Larger Writing Utensils
You might be wondering why “little kid” coloring materials are often thicker or larger than traditional materials. Good question! Sometimes, our students have yet to develop the fine motor skills needed to effectively utilize smaller utensils [at least without frustration!]. If your child isn’t there yet, consider trying some larger writing utensils! Ticonderoga® makes tri-write pencils [affiliate link] that are triangular in shape [promoting that tripod grasp], but are thicker like preschool/kindergarten pencils. These are a great place to start! Bingo daubers/dot markers or finger/knob crayons allow for a more gross grasp, but are great ways for students with fine motor delays to participate in art, drawing and writing tasks!
As a school-based OT, I get asked about pencil grippers quite a bit! There are quite a few differing opinions on the pros versus cons of using a pencil gripper. It just depends on the kid! I usually attempt to naturally facilitate a mature grasp using some of the strategies mentioned above before trialing a pencil gripper. Some children become dependent on them for success, and they are not always available. Some writing utensils don’t fit a gripper. Kids also lose them frequently! However, I have also seen great success with introducing writing with a pencil gripper, and slowly fading it out so that the proper hand/finger position becomes the automatic/natural grasp. It all depends! Below are some pencil grippers you may want to try out if you are looking for one to support your student! As always, if you work with an OT, get their opinion and suggestions as well!
Types of Pencil Grippers
- Handi-Writer [affiliate link]
- I like this one because it positions the pencil to “rest” in the space between the index finger and thumb [what I tell my students is “the pencil’s bed”]. It also separates the two sides of the hand with the “charm” that is attached to be held with the pinky/ring fingers. This pencil grip is also easy to “DIY” with a rubber band and small item like a pom pom or mini eraser!
- The Pencil Grip [affiliate link]
- This grip works well for both right and left handers! It indicates where to put the thumb for both types of students (R/L), and is very comfortable for students!
- Claw Grip [affiliate link]
- For students who have difficulty isolating the thumb, index and middle fingers needed as the “worker” fingers when writing, this grip gives a contained spot for each finger!
- Twist ‘N Write Pencils
- Some students really benefit [and are motivated by!] this unique design. I like these for students who need help with ergonomic positioning/joint protection!

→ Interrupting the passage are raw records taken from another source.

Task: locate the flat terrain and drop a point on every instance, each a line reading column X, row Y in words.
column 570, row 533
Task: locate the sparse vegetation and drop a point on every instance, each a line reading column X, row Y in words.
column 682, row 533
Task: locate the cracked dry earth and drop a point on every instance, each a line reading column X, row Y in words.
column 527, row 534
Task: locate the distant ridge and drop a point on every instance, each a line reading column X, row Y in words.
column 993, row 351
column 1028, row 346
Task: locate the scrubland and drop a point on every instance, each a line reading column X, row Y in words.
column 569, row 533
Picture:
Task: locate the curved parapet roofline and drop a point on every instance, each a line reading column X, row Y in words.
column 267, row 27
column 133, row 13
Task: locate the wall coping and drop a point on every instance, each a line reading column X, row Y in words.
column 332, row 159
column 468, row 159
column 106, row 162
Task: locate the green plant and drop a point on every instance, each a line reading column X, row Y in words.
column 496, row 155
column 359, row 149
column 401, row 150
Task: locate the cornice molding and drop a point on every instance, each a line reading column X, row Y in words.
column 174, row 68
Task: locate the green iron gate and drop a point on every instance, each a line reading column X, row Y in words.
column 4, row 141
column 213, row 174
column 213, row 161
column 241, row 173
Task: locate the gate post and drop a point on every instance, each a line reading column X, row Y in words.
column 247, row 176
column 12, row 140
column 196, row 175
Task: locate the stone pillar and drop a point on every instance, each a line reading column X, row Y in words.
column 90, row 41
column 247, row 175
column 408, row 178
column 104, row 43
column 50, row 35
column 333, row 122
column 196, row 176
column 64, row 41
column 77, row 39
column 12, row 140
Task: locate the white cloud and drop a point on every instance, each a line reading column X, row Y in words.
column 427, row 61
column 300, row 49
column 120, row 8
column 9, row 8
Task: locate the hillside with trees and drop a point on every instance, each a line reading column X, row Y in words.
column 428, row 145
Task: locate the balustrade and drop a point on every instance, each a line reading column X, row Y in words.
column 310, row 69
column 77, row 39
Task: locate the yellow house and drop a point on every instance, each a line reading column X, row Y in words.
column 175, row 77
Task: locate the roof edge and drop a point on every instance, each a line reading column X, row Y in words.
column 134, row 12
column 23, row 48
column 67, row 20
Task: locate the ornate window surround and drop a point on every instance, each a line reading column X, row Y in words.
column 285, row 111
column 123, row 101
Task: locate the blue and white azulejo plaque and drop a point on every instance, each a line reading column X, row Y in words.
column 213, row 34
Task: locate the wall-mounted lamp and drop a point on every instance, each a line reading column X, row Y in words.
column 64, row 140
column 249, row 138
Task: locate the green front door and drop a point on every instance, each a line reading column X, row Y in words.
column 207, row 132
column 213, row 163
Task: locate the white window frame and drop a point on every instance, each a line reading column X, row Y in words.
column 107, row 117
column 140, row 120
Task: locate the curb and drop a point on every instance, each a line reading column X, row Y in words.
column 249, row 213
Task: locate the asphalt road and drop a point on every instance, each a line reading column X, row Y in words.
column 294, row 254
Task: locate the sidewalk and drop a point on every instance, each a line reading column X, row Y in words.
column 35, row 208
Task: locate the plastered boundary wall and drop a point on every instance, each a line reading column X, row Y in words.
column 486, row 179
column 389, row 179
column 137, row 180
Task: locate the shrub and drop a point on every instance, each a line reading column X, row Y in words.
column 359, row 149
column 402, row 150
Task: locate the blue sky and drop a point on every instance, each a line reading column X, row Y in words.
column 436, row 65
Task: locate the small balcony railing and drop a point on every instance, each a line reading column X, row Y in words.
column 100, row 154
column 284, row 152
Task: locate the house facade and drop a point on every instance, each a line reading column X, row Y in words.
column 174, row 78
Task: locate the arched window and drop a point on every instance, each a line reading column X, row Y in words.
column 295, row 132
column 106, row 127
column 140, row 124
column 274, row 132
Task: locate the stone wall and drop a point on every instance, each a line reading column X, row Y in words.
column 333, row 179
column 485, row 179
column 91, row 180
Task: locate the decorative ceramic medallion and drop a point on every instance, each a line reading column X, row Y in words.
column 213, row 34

We have almost made it to the final blog in the “pre-writing” series! When working towards writing with your children, first, think big with gross motor skills, next build strength with fine motor skills, and then start practicing pre-writing strokes in a multi-sensory way! As always, engage students by using their interests, with activities that provide that “just right challenge” and that are play-based! You will have little writers in no time!